Protesters supporting “Medicare for All” hold a rally outside PhRMA headquarters April 29, 2019 in Washington, DC. | Win McNamee/Getty Images
If you have been watching any commercial television over the past few weeks you may notice the mix of advertisements has changed.
It has been hard to ignore the reminders that open enrollment for Medicare beneficiaries ends on December 7. These ads promise savings and additional services for individuals but fail to mention the complications and potential risks involved in making changes – let alone the potential for fraud as scammers work to take advantage of older Americans.
This comes in an environment where Medicare beneficiaries have learned the cost of their standard monthly premiums will jump by $21.60 in 2022. Although this will be more than offset by a 5.9% Social Security cost-of-living increase, the premium hike may result in more people questioning their current Medicare coverage.
Medicare was created as a health insurance program for Americans over the age of 65, but those opposed to a government-sponsored insurance program for older Americans forced the architects of Medicare to design a system that only covers 80% of health care costs with each beneficiary responsible for the remaining 20%.
This opened the door for private insurance companies to get involved in Medicare. Initially they sold Medicare supplemental insurance policies to help beneficiaries cover their 20% of health care costs. But as Medicare improved the health and longevity of older Americans, the health care needs of this population changed.
Prescription drugs began to play a larger role in treating medical conditions. Congress added a prescription drug plan to Medicare but chose to have it offered by private insurers.
The bonanza for these insurers, however, came through adjustments to reimbursements for an overlooked provision of Medicare, commonly known as Medicare Advantage, which allowed them to assume responsibility for covering beneficiaries’ health care costs, a situation I discussed in more detail earlier this year.
The end result is not only the danger to the future financial health of Medicare, but the creation of a very confusing and pressure-filled environment for Medicare beneficiaries.
The television commercials are the first line of attack. These advertisements come in all shapes and sizes and are often featured during local news coverage. The larger health care systems in Pennsylvania – think UPMC, Penn Medicine, Geisinger, Penn State Health, Highmark – fill the airwaves with scenes of bliss for older Pennsylvanians.
The soothing voice-over urges viewers to call the toll-free number prominently displayed on the screen, where “enrollment professionals” who are working 24-7 will switch your coverage while you are on the phone with them.

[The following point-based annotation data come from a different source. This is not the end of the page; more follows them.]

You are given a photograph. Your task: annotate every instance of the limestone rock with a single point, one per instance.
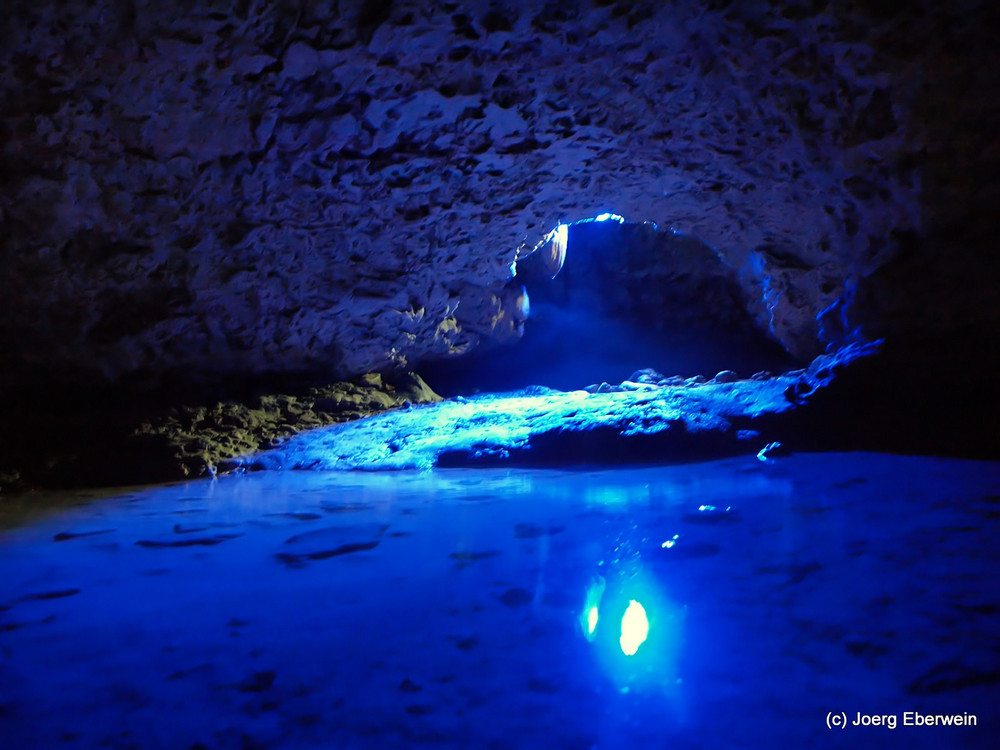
(280, 187)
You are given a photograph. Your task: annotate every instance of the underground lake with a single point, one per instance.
(491, 608)
(585, 375)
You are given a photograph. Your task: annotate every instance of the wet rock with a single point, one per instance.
(726, 376)
(646, 375)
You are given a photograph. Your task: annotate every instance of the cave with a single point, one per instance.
(499, 373)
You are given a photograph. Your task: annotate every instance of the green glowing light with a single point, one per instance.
(635, 628)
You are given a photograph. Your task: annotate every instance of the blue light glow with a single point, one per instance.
(635, 628)
(590, 616)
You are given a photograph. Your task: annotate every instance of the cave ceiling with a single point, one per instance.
(212, 188)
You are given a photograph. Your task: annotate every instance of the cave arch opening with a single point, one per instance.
(609, 297)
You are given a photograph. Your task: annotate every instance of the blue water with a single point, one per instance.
(453, 608)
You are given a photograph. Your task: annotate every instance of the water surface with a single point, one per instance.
(453, 608)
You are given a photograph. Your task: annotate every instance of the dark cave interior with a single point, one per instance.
(337, 408)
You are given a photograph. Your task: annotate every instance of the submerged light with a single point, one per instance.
(635, 628)
(591, 614)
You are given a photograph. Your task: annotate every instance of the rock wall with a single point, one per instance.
(199, 189)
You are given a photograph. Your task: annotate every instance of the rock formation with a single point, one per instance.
(197, 190)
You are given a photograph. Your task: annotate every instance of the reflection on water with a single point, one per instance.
(723, 604)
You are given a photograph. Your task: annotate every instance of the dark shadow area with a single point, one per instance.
(628, 297)
(924, 397)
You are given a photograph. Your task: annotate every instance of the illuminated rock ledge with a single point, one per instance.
(540, 425)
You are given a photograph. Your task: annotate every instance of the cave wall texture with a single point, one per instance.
(201, 189)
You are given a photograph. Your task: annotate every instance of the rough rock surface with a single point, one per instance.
(540, 425)
(199, 438)
(196, 189)
(114, 439)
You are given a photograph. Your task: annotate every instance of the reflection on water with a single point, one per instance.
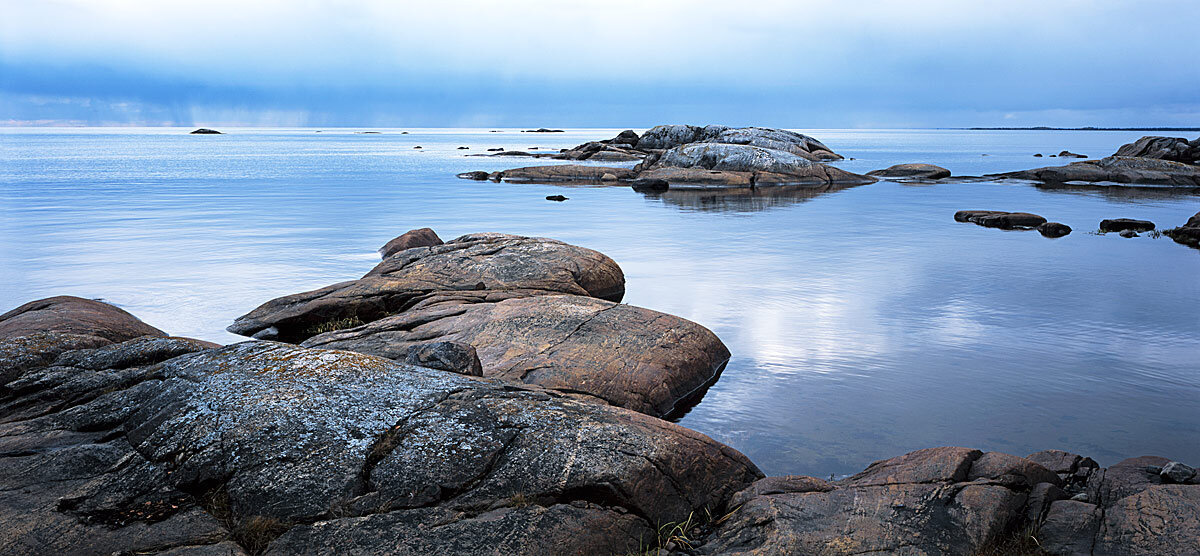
(863, 322)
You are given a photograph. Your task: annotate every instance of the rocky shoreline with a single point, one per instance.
(483, 395)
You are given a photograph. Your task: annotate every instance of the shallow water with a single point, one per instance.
(863, 323)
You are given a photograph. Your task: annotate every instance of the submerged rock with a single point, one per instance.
(411, 239)
(1120, 169)
(912, 171)
(1167, 148)
(1121, 225)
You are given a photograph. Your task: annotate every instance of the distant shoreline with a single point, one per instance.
(1078, 129)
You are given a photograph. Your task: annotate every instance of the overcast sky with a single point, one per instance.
(609, 64)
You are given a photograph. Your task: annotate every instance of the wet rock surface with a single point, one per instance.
(161, 444)
(912, 171)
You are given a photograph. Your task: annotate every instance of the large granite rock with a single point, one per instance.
(1120, 169)
(627, 356)
(913, 171)
(76, 316)
(754, 163)
(1167, 148)
(503, 265)
(161, 444)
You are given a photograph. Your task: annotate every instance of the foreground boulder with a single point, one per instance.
(1165, 148)
(165, 446)
(503, 265)
(961, 501)
(1120, 169)
(912, 171)
(534, 310)
(627, 356)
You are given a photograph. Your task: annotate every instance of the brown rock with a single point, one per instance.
(627, 356)
(72, 315)
(413, 238)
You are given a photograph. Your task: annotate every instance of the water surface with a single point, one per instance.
(863, 323)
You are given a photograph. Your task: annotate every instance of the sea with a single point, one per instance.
(863, 323)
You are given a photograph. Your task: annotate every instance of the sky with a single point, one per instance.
(613, 64)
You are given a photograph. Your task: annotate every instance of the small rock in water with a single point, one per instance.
(1117, 225)
(1054, 229)
(1177, 472)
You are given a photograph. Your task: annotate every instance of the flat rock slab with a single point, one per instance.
(162, 444)
(497, 263)
(916, 171)
(627, 356)
(1119, 169)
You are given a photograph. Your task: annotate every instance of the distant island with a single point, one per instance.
(1080, 129)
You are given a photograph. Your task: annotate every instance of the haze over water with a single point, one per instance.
(863, 323)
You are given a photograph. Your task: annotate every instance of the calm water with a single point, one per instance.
(863, 323)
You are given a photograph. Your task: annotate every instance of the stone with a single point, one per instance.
(1177, 472)
(504, 264)
(454, 357)
(1117, 169)
(1119, 225)
(1054, 229)
(285, 449)
(912, 171)
(75, 316)
(1069, 528)
(411, 239)
(564, 173)
(1165, 148)
(627, 356)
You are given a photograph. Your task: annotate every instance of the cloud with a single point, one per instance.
(586, 61)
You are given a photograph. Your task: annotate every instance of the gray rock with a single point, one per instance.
(912, 171)
(1119, 225)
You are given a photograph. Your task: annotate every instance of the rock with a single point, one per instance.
(917, 503)
(1120, 169)
(454, 357)
(1188, 233)
(73, 316)
(997, 219)
(627, 356)
(1119, 225)
(564, 173)
(289, 449)
(649, 185)
(1165, 148)
(1069, 528)
(411, 239)
(912, 171)
(1177, 472)
(504, 264)
(479, 175)
(1054, 229)
(751, 160)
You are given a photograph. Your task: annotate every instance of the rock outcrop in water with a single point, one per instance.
(1149, 161)
(682, 155)
(115, 438)
(535, 310)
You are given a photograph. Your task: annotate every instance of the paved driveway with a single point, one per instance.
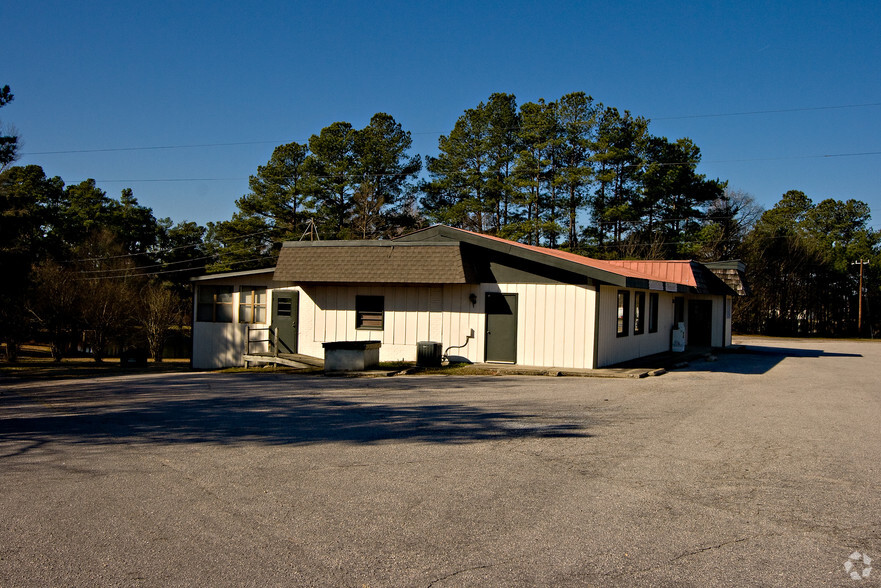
(761, 468)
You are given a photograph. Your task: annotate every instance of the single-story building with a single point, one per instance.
(483, 298)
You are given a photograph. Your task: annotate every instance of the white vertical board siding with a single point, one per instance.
(613, 349)
(220, 345)
(555, 322)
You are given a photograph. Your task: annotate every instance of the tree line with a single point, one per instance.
(84, 268)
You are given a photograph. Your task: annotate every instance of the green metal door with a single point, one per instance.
(700, 323)
(285, 310)
(501, 327)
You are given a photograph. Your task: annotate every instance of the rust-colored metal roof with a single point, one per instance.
(675, 272)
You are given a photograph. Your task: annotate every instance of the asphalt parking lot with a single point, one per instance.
(760, 468)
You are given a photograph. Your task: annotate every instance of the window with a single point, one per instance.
(639, 313)
(369, 312)
(623, 312)
(214, 304)
(653, 312)
(252, 304)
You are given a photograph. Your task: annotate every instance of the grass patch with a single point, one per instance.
(35, 363)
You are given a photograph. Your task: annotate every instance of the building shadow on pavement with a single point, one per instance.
(755, 360)
(187, 411)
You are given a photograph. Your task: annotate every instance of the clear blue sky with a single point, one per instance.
(101, 75)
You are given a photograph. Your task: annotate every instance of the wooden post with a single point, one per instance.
(860, 305)
(860, 299)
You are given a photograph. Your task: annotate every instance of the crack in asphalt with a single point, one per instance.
(457, 572)
(711, 547)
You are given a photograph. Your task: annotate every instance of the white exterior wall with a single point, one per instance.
(613, 349)
(721, 334)
(555, 322)
(220, 345)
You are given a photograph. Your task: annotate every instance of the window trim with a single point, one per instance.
(639, 313)
(369, 309)
(622, 326)
(253, 306)
(213, 305)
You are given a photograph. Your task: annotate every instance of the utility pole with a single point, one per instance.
(861, 263)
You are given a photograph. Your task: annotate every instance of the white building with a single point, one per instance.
(485, 299)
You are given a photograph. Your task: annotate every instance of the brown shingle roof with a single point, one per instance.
(372, 262)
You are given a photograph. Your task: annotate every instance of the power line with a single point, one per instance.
(641, 164)
(778, 111)
(152, 148)
(240, 143)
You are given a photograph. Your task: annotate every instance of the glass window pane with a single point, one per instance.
(224, 313)
(224, 294)
(205, 313)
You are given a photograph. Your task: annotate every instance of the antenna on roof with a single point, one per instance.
(311, 230)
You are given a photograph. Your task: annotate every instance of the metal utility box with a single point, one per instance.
(428, 353)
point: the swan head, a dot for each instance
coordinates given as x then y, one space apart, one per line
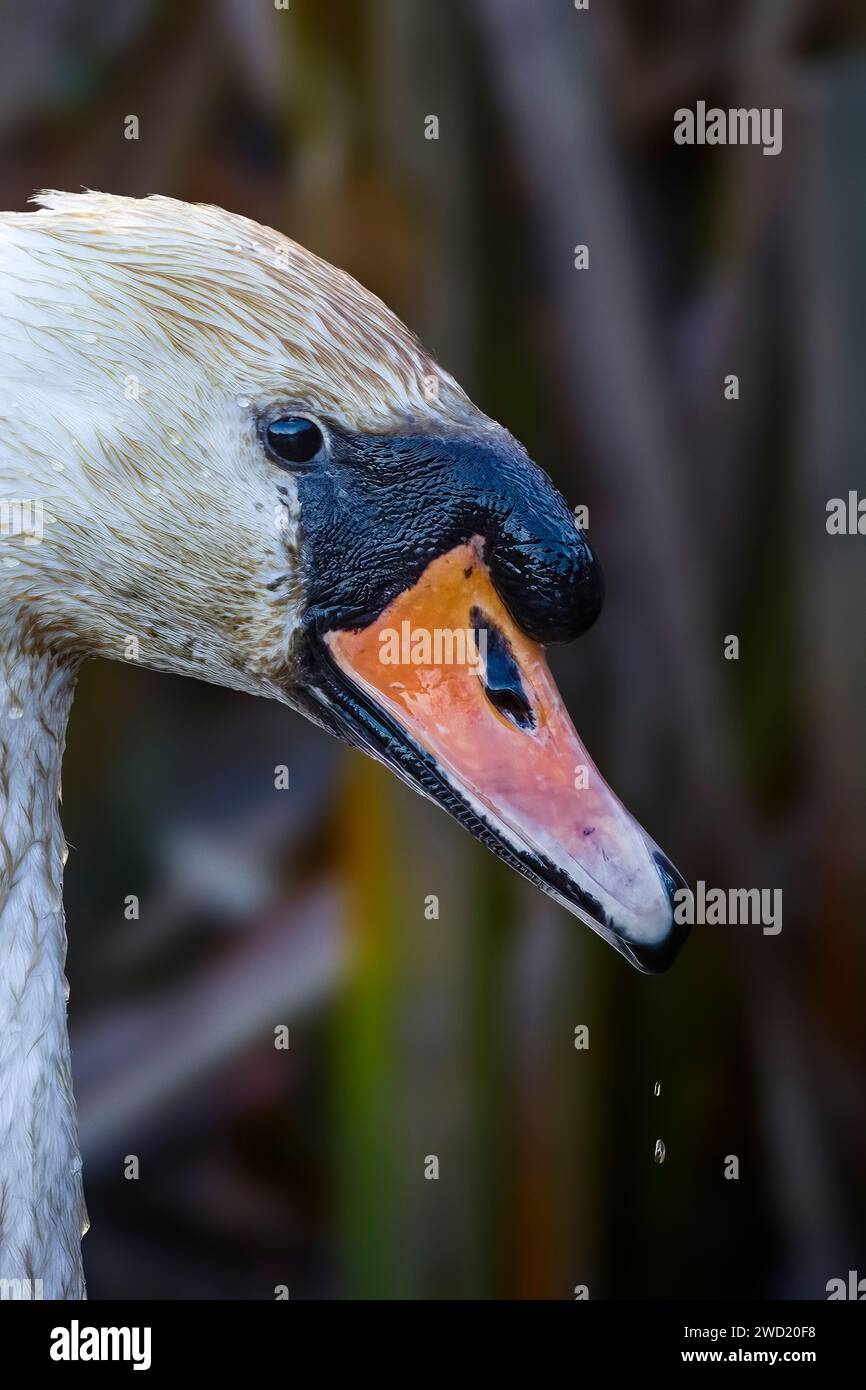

Meanwhile there is another approach, usually offered by smaller insurers running advertisements during syndicated programming.
This appeal skips all the feel-good scenes and instrumental soundtracks and gets straight to the point – did you know you are entitled to health care benefits you may not be receiving? The announcer rattles off coverage of hearing aids, medical equipment, eye care, and gym memberships before telling beneficiaries they must call this number now.
These are the enrollment pushes the general public is exposed to. But Medicare beneficiaries are subject to another line of attack through the U.S. Postal Service.
Over-sized postcards and letters fill mailboxes during the late fall urging individuals to switch their plans before it is too late. Many of these mailings are somewhat threatening, such as those with the bold word WARNING! on the cover.
Open enrollment has another consequence beyond annoying advertisements and mailings, however. It is looked at by scammers as open season on seniors. The quest to obtain Social Security and Medicare identification numbers is never-ending for these criminals and open enrollment is another opportunity to trick beneficiaries into revealing that information.
Legitimate insurers cannot legally call individuals about open enrollment unless the beneficiary has requested a call, but scammers make these calls in hopes of convincing a few people to reveal their private information, which can provide access to credit cards and bank accounts.
The good news in all this confusion is there are resources to help individuals make logical choices in open enrollment. The Pennsylvania Department of Aging offers free, objective health benefits counseling through Pennsylvania Medicare Education and Decision Insight – or PA MEDI, a service offered through the 52 Area Agencies on Aging. Medicare’s website has a wealth of information useful in evaluating options.
But the bad news is this process continues to become more confusing and many older Pennsylvanians do not recognize making the wrong choice in open enrollment can result in loss of access to the physicians of their choice and could result in increased co-pays or deductibles.
Our elected officials have chosen to make it that way in order to placate those who profit from the confusion.
The worse news is these efforts endanger the future financial stability of the Medicare program, a situation Congress will need to address sooner rather than later.
Medicare beneficiaries, not to mention the overall financial health of the system, would be helped if the program was simplified. But given the influence of the profiteers, I’m not holding my breath until this happens.